Number one, I think first of all, you need to be up front with your people, and you can’t play one person against the other. You have to treat all of the people that are working with you the same. They have to be treated fairly. You have to listen. This is one thing that I have tried to do, and one thing that a lot of people fall down on is they fail to listen to their people. I found this with my children, and I see it now with my little grandchildren. You have to hear what they have to say. Even if you know what they are going to say, you have to let the person say it the way they want to say it because they want to make sure that you understand what they are talking about. Far too many people don’t have the time to listen. I see this today. It happens a lot at the senior level. They say, “I don’t want to hear that. I don’t have time to hear it. I know all about it.” Well, you kill a lot of initiative and you lose a lot of confidence of your people in you when you don’t have time to hear what they have to say.
I also think you need to exhibit, when it comes to leadership, the leadership—if you are an active duty Air Force man, you really need to exude that 24 hours a day no matter where you are.

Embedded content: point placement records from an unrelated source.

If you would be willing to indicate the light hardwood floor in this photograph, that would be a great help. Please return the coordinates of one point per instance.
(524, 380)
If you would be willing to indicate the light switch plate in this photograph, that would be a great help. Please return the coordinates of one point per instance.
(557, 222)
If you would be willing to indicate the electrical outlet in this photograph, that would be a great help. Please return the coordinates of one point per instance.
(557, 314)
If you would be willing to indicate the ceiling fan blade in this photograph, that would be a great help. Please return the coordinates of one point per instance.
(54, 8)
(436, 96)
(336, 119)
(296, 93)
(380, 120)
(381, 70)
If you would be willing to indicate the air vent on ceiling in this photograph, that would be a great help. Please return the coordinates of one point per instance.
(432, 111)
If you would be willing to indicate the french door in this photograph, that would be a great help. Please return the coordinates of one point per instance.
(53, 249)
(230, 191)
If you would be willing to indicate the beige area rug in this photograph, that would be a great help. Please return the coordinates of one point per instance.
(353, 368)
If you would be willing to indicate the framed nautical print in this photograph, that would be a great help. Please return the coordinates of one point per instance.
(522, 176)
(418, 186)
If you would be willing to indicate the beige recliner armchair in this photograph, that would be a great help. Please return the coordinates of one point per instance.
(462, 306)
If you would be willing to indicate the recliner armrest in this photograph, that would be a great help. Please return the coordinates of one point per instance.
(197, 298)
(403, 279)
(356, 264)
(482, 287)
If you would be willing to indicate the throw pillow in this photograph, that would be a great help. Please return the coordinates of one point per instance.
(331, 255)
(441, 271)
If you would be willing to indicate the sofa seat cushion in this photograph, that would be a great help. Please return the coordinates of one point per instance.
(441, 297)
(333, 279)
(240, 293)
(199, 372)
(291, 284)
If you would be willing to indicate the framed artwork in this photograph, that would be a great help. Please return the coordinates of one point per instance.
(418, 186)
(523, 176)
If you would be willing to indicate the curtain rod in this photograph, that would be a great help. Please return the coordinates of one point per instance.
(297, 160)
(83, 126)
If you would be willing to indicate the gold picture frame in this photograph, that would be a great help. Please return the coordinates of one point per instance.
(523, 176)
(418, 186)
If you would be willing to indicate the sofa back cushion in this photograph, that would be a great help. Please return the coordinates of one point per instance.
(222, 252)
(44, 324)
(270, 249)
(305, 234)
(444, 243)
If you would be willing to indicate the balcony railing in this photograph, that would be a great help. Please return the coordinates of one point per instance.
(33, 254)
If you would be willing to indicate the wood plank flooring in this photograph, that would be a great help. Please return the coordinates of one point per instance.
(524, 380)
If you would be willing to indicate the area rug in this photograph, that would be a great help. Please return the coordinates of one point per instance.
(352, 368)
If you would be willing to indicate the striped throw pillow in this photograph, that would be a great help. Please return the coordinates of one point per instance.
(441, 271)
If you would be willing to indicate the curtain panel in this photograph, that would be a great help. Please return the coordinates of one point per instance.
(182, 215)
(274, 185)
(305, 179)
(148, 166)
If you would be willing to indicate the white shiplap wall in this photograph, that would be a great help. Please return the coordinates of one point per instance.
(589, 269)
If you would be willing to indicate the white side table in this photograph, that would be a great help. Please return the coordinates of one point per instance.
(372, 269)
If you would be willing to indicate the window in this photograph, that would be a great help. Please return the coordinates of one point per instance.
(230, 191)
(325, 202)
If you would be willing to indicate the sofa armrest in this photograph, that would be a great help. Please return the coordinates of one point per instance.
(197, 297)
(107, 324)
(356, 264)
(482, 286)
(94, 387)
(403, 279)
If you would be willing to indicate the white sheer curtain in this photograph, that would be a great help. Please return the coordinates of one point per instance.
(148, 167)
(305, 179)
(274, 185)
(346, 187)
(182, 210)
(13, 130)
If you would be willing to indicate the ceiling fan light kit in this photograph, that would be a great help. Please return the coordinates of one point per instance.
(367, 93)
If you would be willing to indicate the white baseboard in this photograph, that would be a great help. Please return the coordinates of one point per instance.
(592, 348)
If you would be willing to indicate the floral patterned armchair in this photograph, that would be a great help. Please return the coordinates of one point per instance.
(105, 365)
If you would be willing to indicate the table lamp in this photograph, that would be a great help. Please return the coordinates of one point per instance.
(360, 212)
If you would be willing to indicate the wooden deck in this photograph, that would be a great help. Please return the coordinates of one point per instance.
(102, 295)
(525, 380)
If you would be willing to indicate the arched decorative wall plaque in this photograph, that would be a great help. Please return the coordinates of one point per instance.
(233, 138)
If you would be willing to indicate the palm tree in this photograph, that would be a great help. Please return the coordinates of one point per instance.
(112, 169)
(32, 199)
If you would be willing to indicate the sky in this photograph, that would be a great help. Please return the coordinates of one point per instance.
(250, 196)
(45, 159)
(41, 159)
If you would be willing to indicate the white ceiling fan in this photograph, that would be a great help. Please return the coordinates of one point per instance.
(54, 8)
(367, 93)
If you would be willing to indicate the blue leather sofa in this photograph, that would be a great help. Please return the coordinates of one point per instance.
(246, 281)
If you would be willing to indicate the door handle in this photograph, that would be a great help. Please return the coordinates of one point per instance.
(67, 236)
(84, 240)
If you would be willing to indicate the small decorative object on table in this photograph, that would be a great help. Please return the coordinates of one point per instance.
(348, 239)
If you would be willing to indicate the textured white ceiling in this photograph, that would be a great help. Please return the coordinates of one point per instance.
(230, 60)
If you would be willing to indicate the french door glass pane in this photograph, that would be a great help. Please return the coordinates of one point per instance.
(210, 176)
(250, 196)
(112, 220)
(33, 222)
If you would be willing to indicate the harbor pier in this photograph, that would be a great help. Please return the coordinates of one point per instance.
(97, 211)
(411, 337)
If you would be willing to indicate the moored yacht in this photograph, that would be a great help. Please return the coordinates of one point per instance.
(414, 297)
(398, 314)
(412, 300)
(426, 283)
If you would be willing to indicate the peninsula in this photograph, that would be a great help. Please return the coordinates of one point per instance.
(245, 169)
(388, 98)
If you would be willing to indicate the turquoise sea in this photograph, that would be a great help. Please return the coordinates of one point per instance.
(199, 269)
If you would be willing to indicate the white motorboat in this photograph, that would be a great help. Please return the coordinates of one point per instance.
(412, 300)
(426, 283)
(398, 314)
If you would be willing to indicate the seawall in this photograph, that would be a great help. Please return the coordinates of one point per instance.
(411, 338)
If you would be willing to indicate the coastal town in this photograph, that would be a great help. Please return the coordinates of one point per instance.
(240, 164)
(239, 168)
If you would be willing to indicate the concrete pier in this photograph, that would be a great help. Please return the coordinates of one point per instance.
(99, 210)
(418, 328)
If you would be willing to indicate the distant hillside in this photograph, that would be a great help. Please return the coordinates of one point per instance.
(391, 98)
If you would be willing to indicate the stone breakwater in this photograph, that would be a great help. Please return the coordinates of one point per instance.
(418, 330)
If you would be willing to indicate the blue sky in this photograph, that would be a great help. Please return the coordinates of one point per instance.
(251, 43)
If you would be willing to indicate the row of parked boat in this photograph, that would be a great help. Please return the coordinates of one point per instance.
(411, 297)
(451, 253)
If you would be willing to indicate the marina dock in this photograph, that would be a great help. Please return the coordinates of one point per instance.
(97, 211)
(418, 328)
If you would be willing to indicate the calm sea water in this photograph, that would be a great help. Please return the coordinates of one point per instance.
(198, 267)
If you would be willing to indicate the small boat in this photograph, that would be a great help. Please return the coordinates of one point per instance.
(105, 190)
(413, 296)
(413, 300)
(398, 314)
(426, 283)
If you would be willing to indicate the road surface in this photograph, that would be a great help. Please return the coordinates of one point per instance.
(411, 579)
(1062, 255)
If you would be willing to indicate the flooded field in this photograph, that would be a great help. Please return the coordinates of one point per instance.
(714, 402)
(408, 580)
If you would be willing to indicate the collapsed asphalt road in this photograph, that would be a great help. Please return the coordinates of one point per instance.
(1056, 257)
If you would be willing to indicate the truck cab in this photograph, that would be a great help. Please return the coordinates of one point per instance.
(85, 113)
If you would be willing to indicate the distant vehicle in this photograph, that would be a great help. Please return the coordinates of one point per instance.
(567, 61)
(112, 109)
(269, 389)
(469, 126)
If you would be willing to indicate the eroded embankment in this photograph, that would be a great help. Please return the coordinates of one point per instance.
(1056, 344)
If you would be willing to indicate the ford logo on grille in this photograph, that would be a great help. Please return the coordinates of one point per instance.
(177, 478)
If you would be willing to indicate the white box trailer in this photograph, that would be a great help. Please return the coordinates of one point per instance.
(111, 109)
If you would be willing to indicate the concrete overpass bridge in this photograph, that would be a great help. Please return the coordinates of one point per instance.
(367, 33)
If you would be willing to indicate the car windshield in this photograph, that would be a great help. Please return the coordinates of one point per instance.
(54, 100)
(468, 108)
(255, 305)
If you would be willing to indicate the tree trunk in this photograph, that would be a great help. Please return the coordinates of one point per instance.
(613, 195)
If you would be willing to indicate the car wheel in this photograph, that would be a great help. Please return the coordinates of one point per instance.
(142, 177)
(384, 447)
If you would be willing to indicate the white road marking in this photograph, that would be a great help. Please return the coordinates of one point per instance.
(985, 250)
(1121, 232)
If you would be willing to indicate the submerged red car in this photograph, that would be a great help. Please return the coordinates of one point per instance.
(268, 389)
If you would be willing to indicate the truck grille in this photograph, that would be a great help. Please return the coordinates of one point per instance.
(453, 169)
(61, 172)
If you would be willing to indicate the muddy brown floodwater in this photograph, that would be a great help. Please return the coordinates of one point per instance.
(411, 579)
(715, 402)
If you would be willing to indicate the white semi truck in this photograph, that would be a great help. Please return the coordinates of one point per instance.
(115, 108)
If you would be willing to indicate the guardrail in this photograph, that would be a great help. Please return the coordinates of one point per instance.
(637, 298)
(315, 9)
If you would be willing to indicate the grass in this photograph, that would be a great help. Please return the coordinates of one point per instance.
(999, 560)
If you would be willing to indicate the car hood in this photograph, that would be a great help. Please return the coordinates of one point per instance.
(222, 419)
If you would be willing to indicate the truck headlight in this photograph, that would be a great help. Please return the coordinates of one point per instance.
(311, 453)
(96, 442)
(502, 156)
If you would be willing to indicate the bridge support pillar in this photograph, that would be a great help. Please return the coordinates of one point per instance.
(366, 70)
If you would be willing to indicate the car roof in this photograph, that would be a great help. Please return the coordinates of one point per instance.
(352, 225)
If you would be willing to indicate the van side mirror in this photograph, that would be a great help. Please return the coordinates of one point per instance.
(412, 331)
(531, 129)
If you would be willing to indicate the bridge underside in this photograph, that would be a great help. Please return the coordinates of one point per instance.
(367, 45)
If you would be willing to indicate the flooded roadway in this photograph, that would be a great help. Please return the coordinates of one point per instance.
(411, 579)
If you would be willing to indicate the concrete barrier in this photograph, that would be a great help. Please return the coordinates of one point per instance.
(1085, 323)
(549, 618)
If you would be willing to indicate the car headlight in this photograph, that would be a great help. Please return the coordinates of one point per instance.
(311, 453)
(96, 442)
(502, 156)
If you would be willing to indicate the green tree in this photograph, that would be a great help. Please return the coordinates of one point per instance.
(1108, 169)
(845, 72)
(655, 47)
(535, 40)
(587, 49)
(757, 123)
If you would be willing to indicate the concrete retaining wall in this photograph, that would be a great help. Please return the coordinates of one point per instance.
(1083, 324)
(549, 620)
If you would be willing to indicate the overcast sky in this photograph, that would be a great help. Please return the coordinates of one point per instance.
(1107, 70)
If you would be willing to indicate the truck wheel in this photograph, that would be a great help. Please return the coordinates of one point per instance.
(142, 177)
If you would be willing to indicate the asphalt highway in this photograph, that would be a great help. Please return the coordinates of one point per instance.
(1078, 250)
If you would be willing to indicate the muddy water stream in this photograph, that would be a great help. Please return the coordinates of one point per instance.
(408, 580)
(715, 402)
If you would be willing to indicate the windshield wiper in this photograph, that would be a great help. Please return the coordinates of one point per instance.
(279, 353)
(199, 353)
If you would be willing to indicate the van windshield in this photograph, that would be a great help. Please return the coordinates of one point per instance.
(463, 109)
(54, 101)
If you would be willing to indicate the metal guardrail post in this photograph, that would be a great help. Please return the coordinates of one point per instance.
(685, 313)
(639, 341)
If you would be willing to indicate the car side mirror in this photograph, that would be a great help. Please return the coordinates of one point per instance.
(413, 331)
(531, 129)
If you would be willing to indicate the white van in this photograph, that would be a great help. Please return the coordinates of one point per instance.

It has to be the same whether you are in the club or whether you are out to a social event, and I don’t mean stilted, as it is in the office. You can’t just become a different person. And you see a lot of people that completely change once they get into a social environment and everyone is their friend. Then when they get to the office in their work environment, down on the flight line or wherever it is, they don’t have time for any of these people. They get caught up in their own importance in these jobs; I think they have to remember the only way they can ever be successful is for their people to be successful and to give the people that are doing the job the credit for it. Far too many times we have section heads and division heads, particularly in the staff business, that rewrite things. A lot of them rewrite it just so they have their name on the piece of paper. So if there is going to be any kudos, it is going to be to them. By the time people get to those jobs, they should have enough confidence in themselves to know that the people above them are really looking at: What are you doing with your people? How well are you developing your people? Are they able to produce? That is what leadership and management has to be. Those are rather basic and rather simplistic. I think those are the things that I really consider on looking for leadership.